Background:
I currently have a small research cluster of 8 servers, which are colocated in the same data center via per-unit space rent. All of the networking is done via this data center 10G switches.
However this setup is no longer sustainable due to rapidly growing volumes of data (~100 tb at the moment, which is partitioned between servers, which are packed with SSDs under RAID6, which themselves pose a bottleneck), and need for larger computational capacities.
Data usage will rise to a 250-300tb in a year, and up to 1pb in 2 years, so I need a scalable solution.
I decided to go with an all-flash CephFS + a large HDD-based cold backup storage.
Problem:
I have chosen the hardware for ceph, and for the cluster extension, and all that is left is a 100G top of rack switch with preferably 32+ ports (to be able to connect the whole rack into a single 100G network).

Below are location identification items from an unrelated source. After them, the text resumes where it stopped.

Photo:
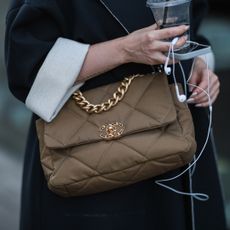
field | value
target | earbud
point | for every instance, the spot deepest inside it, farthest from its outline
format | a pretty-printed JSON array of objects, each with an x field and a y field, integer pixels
[{"x": 180, "y": 97}]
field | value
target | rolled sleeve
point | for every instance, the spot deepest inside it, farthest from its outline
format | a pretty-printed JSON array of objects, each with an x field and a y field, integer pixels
[{"x": 55, "y": 80}]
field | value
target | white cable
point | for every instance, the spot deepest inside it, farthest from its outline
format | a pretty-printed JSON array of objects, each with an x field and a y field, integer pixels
[{"x": 198, "y": 196}]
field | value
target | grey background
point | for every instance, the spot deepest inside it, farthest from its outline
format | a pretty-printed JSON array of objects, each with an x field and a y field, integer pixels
[{"x": 15, "y": 118}]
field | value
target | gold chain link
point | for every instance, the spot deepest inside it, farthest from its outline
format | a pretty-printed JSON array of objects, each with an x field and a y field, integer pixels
[{"x": 105, "y": 106}]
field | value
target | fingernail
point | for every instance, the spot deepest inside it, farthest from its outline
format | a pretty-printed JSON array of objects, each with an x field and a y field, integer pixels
[
  {"x": 194, "y": 94},
  {"x": 191, "y": 89},
  {"x": 187, "y": 27},
  {"x": 190, "y": 100}
]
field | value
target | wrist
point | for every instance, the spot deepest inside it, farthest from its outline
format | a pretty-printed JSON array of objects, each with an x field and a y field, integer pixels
[{"x": 122, "y": 49}]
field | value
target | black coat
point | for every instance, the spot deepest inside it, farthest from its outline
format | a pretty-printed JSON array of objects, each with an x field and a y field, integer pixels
[{"x": 32, "y": 28}]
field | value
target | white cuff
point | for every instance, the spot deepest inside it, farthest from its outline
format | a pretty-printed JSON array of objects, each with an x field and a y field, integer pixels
[
  {"x": 210, "y": 59},
  {"x": 54, "y": 83}
]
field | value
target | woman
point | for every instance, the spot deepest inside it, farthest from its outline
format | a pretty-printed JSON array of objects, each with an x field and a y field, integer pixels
[{"x": 45, "y": 35}]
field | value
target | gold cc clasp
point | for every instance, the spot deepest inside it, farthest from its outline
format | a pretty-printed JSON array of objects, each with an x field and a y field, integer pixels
[{"x": 111, "y": 131}]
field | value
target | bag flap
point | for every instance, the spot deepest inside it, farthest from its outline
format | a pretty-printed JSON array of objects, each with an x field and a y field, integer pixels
[{"x": 147, "y": 105}]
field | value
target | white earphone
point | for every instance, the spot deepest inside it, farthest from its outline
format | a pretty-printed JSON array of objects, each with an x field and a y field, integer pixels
[{"x": 168, "y": 70}]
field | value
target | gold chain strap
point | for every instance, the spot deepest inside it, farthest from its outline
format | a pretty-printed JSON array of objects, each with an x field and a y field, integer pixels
[{"x": 105, "y": 106}]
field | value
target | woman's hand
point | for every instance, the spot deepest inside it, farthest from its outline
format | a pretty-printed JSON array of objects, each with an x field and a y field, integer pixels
[
  {"x": 200, "y": 78},
  {"x": 147, "y": 45}
]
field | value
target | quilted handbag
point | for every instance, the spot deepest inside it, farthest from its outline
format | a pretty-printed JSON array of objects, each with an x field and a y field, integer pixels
[{"x": 140, "y": 132}]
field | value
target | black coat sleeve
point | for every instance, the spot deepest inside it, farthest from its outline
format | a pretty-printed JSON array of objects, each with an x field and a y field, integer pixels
[{"x": 31, "y": 31}]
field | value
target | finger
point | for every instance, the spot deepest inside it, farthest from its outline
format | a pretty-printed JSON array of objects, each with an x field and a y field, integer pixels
[
  {"x": 165, "y": 46},
  {"x": 213, "y": 94},
  {"x": 150, "y": 28},
  {"x": 170, "y": 32},
  {"x": 158, "y": 58},
  {"x": 202, "y": 96}
]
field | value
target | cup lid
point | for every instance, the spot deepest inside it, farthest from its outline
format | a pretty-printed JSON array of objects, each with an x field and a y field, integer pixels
[{"x": 164, "y": 3}]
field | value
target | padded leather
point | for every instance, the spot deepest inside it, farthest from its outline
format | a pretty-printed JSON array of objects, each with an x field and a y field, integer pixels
[{"x": 158, "y": 137}]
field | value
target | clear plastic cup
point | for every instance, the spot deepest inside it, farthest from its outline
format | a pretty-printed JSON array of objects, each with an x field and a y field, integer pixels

40/100G is absolutely needed for the network not to be a bottleneck.
I believe that suitable switches that satisfy my purposes are:
-
Mellanox SN3700C - 32x QSFP28 (SN2100 has only 16 QSFP28 ports, and is therefore not future-proof)
-
Cisco 3232C - 32x QSFP28
-
Juniper QFX5120 - 32 x QSFP28
Question:
Which of the switches (if any) would make a good choice for a top of the rack switch, and be able to do routing and support an ACL? Or do I need an additional switch for that purpose?
Unfortunately I do not have a networking background, so I would be grateful for any advice or useful materials/links.